Parecer em Ação Direta de Inconstitucionalidade

 

Autos nº. 0003873-28.2011.8.26.0000

Requerente: Prefeita Municipal de Bastos

Objeto: Inconstitucionalidade da Lei Municipal nº 2.276, de 08 de novembro de 2010, de Bastos

 

Ementa: Ação direta de inconstitucionalidade.  Lei Municipal nº 2.276, de 08 de novembro de 2010, de Bastos, que “dispõe sobre a criação do Projeto Mais Verde e dá outras providências”.  Projeto de autoria de Vereador. Matéria reservada ao Chefe do Poder Executivo, eis que institui programa e gera ônus à Administração. Violação do princípio da separação dos poderes. Criação de despesa sem indicação da receita. Ofensa aos artigos 5º; 25; 47, II e XIV; 144 e 176, I, da CE. Parecer pela procedência da ação.

 

 

Colendo Órgão Especial

Excelentíssimo Senhor Desembargador Presidente

 

Trata-se de ação direta de inconstitucionalidade proposta pela Prefeita Municipal de Bastos, tendo como alvo a Lei Municipal nº 2.276, de 08 de novembro de 2010, deste Município, que “dispõe sobre a criação do Projeto Mais Verde e dá providências”, fruto de iniciativa parlamentar.
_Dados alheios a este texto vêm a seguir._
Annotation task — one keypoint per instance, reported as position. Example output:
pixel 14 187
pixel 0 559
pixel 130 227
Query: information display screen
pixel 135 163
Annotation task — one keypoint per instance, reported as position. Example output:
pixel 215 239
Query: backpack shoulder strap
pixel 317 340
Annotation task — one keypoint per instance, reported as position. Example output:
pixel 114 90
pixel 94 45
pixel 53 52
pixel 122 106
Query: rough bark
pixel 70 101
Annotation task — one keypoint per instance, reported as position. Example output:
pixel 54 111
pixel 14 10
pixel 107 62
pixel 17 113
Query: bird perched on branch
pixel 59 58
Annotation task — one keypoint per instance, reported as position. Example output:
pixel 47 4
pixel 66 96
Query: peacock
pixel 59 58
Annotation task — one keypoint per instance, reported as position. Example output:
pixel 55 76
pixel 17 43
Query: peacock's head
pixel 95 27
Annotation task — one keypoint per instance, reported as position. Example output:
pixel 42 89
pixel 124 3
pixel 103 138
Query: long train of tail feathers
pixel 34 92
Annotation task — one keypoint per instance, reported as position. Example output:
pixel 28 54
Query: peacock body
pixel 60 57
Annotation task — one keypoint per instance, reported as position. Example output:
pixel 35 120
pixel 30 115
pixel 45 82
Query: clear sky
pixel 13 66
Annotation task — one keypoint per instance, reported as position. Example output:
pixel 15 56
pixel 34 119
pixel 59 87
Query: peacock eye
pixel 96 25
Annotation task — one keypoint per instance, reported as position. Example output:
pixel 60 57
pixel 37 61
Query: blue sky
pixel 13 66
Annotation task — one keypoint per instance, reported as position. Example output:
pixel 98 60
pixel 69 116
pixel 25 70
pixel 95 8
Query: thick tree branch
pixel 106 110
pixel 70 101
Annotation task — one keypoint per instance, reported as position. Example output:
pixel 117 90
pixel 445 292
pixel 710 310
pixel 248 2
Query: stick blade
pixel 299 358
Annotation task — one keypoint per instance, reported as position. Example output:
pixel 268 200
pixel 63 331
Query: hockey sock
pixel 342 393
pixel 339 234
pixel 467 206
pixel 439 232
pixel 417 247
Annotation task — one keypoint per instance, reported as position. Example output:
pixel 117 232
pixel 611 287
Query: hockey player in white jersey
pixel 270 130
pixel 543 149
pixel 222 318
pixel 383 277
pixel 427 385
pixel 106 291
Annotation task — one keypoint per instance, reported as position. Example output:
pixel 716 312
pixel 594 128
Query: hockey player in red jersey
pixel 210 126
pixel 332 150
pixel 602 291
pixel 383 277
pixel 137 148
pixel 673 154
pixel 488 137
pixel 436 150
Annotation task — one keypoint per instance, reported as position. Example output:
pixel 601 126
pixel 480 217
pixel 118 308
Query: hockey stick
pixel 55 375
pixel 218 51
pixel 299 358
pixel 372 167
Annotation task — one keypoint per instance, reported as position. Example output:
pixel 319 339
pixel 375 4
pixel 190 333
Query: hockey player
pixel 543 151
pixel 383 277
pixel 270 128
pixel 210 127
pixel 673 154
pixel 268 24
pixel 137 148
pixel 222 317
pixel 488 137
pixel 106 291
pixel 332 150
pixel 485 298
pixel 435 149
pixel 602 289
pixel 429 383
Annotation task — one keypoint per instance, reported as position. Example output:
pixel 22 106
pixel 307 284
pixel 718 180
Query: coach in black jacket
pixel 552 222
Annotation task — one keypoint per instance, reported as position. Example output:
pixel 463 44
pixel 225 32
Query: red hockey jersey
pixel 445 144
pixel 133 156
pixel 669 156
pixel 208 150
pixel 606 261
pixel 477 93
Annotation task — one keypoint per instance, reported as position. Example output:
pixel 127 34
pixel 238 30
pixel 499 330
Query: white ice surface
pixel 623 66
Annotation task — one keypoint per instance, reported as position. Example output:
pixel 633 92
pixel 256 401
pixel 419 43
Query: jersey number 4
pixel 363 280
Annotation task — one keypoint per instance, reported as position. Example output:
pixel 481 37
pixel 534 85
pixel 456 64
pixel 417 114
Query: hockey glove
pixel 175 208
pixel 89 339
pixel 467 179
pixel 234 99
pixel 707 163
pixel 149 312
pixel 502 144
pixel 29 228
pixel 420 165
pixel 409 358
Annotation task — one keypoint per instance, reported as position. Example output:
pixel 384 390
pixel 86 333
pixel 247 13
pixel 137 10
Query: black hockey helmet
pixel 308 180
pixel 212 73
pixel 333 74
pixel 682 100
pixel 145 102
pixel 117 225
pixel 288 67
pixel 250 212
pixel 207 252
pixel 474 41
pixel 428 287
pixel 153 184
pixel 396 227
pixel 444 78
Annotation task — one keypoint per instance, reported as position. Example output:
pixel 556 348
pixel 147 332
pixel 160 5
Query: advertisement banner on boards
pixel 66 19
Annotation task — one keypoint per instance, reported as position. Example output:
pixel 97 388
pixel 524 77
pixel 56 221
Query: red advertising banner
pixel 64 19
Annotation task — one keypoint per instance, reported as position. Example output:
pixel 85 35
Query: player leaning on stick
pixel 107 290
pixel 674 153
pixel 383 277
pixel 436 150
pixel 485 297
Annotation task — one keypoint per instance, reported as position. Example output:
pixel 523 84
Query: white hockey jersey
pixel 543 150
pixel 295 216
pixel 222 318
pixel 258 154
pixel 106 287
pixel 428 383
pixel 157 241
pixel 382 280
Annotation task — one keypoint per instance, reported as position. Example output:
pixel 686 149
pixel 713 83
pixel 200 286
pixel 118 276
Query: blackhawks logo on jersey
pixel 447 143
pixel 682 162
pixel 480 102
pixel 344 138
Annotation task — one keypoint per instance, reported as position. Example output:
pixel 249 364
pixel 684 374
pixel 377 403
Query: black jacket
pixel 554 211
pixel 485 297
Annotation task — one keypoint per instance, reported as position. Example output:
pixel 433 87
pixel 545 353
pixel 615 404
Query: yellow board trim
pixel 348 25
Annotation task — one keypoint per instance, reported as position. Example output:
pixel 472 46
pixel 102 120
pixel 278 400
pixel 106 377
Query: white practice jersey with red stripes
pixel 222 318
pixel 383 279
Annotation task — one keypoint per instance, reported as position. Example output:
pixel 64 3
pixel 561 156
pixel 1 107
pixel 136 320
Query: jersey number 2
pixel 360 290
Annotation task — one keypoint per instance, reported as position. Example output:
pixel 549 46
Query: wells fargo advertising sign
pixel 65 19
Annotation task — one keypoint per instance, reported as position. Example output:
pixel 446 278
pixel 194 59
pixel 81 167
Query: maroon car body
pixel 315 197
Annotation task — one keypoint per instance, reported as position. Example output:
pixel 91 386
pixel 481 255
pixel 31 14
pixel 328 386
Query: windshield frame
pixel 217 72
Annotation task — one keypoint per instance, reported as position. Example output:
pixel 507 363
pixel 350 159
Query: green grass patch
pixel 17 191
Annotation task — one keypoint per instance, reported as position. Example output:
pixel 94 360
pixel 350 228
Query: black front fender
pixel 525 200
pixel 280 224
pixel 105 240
A autora noticia que a lei decorre de projeto subscrito por Vereador e que, por isso, padece de inconstitucionalidade, posto que cabe exclusivamente ao Prefeito a iniciativa de leis que disponham sobre a administração de imóveis pertencentes ao Município e sobre o uso e a ocupação do solo.

Foi deferida a liminar, para suspensão da eficácia do ato normativo (fls. 12).

Citado, o Senhor Procurador-Geral do Estado declinou de oferecer defesa para o ato normativo impugnado (fls. 23/25).

A Câmara Municipal prestou informações em defesa da norma impugnada (fls. 27/31).

É o relato do essencial.

A lei impugnada cria no Município de Bastos o Projeto Mais Verde e assim se encontra redigida:

                                                                                                                                                                                                                                 

“Art. 1º  Fica o Poder Executivo autorizado, através da Secretaria Municipal de Agricultura, Meio Ambiente e Abastecimento, a implantar o Projeto Mais Verde, viabilizando recuperação de áreas desmatadas, inclusive a recuperação de matas ciliares dos córregos locais, bem como prover a arborização em áreas públicas urbanas e nas margens das Estradas Vicinais do Município de Bastos.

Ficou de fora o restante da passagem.